The Adaptivity Barrier in Batched Nonparametric Bandits: Sharp Characterization of the Price of Unknown Margin
2511.03708v1
math.ST, cs.LG, stat.ML, stat.TH
2025-11-07
Авторы:
Rong Jiang, Cong Ma
Abstract
We study batched nonparametric contextual bandits under a margin condition
when the margin parameter $\alpha$ is unknown. To capture the statistical price
of this ignorance, we introduce the regret inflation criterion, defined as the
ratio between the regret of an adaptive algorithm and that of an oracle knowing
$\alpha$. We show that the optimal regret inflation grows polynomial with the
horizon $T$, with exponent precisely given by the value of a convex
optimization problem involving the dimension, smoothness, and batch budget.

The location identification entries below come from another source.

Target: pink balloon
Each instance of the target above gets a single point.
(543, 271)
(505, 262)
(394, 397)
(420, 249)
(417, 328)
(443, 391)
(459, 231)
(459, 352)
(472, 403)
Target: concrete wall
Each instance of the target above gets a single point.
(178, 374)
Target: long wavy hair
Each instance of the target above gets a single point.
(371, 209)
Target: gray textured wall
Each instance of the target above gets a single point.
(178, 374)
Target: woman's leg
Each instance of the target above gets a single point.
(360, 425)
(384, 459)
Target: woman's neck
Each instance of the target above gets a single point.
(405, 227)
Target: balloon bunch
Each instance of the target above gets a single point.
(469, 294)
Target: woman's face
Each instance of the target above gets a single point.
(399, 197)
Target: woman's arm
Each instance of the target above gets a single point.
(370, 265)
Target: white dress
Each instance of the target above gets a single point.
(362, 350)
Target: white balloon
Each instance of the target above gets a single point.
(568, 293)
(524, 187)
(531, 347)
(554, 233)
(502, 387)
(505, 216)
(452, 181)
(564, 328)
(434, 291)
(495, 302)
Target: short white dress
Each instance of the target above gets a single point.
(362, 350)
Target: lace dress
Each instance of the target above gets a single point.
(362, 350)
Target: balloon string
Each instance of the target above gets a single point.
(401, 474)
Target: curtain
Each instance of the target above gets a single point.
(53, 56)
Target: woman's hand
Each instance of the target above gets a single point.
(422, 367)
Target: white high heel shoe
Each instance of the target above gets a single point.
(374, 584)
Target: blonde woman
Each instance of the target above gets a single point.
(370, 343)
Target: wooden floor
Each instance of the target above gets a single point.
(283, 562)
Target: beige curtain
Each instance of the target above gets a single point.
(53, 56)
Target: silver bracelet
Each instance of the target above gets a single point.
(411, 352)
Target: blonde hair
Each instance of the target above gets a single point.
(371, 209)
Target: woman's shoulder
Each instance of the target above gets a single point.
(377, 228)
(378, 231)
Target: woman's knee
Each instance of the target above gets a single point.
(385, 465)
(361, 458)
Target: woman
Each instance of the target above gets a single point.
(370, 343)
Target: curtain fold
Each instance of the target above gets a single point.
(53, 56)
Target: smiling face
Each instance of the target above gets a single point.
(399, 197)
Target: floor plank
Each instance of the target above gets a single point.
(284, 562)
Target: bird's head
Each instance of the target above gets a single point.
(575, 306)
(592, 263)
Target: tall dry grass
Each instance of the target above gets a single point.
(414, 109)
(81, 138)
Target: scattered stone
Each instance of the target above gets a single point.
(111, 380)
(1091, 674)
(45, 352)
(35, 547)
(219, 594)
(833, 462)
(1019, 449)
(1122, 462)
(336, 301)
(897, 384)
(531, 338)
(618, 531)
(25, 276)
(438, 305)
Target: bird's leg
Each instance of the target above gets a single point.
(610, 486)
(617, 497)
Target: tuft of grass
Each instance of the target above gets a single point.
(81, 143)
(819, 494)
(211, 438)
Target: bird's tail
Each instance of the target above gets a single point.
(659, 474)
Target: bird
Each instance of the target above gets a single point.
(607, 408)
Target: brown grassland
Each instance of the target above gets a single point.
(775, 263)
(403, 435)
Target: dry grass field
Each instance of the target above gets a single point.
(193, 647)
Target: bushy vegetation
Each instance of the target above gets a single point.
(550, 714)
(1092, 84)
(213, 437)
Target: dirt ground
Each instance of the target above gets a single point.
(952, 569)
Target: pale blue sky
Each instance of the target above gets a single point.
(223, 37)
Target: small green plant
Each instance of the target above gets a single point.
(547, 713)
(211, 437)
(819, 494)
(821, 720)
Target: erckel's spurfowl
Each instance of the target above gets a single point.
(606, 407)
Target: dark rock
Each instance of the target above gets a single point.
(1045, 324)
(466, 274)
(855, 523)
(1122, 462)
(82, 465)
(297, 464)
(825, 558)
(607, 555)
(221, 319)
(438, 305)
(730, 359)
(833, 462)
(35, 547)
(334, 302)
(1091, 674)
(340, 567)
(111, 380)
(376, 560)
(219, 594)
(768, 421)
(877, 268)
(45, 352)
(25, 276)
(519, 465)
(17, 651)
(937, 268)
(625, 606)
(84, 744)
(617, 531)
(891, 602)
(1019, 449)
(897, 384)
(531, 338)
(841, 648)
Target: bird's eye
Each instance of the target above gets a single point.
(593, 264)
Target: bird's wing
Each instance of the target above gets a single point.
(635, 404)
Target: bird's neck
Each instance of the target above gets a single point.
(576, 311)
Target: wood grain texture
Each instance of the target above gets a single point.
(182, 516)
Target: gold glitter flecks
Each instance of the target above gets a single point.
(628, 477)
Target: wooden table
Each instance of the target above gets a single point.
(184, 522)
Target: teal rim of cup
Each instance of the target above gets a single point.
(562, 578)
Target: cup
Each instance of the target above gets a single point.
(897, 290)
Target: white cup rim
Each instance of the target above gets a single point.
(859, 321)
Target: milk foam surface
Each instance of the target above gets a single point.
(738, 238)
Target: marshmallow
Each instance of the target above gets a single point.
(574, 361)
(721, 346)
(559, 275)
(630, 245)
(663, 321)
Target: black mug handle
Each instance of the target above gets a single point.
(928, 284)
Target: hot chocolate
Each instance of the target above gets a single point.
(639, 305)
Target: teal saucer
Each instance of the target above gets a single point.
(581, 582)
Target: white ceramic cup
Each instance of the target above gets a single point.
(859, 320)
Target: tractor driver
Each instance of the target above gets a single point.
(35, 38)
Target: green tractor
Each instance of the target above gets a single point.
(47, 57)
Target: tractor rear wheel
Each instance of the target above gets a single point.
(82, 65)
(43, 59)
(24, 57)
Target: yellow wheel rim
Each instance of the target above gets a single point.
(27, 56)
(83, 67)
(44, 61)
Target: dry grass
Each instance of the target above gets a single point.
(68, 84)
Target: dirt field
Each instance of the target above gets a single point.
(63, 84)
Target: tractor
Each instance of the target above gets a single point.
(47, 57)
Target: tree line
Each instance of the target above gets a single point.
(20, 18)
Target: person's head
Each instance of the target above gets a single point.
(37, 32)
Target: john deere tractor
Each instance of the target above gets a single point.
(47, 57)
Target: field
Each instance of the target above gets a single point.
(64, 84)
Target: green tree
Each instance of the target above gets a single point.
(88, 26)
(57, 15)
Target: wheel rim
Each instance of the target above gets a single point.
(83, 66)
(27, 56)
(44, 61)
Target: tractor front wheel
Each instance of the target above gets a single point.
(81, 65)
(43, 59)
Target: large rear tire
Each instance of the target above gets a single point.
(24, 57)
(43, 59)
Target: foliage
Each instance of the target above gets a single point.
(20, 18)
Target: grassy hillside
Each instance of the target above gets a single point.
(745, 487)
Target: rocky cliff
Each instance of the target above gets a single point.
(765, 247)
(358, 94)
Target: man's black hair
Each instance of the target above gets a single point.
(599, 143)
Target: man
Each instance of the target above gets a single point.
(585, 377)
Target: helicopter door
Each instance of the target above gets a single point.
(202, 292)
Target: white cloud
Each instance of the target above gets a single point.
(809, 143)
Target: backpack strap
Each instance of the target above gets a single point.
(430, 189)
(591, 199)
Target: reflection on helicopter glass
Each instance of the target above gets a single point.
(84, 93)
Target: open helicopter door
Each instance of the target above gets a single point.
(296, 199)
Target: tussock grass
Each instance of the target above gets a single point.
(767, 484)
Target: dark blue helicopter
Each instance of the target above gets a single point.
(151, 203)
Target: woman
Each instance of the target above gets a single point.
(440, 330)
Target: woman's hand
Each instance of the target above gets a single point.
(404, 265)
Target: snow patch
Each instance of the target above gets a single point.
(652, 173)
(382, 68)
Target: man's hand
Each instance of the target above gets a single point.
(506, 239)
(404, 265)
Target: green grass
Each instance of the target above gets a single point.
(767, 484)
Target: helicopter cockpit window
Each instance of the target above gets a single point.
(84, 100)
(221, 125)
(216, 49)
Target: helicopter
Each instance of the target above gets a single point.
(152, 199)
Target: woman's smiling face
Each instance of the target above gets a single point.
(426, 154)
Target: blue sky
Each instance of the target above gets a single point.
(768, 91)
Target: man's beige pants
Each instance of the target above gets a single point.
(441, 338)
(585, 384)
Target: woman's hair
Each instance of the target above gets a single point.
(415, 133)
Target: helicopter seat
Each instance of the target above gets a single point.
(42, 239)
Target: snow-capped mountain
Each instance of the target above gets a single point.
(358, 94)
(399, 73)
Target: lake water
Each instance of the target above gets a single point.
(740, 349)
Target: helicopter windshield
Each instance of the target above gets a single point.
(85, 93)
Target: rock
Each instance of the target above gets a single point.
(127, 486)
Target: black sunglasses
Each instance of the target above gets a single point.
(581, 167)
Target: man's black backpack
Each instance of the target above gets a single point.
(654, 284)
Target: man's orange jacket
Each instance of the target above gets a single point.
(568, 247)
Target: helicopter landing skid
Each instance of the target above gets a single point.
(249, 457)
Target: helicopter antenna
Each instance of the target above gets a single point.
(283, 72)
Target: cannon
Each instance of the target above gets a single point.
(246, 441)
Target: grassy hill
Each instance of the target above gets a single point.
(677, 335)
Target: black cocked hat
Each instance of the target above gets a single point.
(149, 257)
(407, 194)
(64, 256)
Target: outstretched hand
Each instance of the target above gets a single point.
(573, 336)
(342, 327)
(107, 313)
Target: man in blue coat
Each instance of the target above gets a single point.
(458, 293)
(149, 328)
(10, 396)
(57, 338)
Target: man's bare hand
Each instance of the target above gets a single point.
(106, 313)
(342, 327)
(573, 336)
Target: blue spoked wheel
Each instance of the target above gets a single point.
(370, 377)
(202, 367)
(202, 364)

Moreover, the minimizers of this optimization problem directly prescribe the
batch allocation and exploration strategy of a rate-optimal algorithm. Building
on this principle, we develop RoBIN (RObust batched algorithm with adaptive
BINning), which achieves the optimal regret inflation up to logarithmic
factors. These results reveal a new adaptivity barrier: under batching,
adaptation to an unknown margin parameter inevitably incurs a polynomial
penalty, sharply characterized by a variational problem. Remarkably, this
barrier vanishes when the number of batches exceeds $\log \log T$; with only a
doubly logarithmic number of updates, one can recover the oracle regret rate up
to polylogarithmic factors.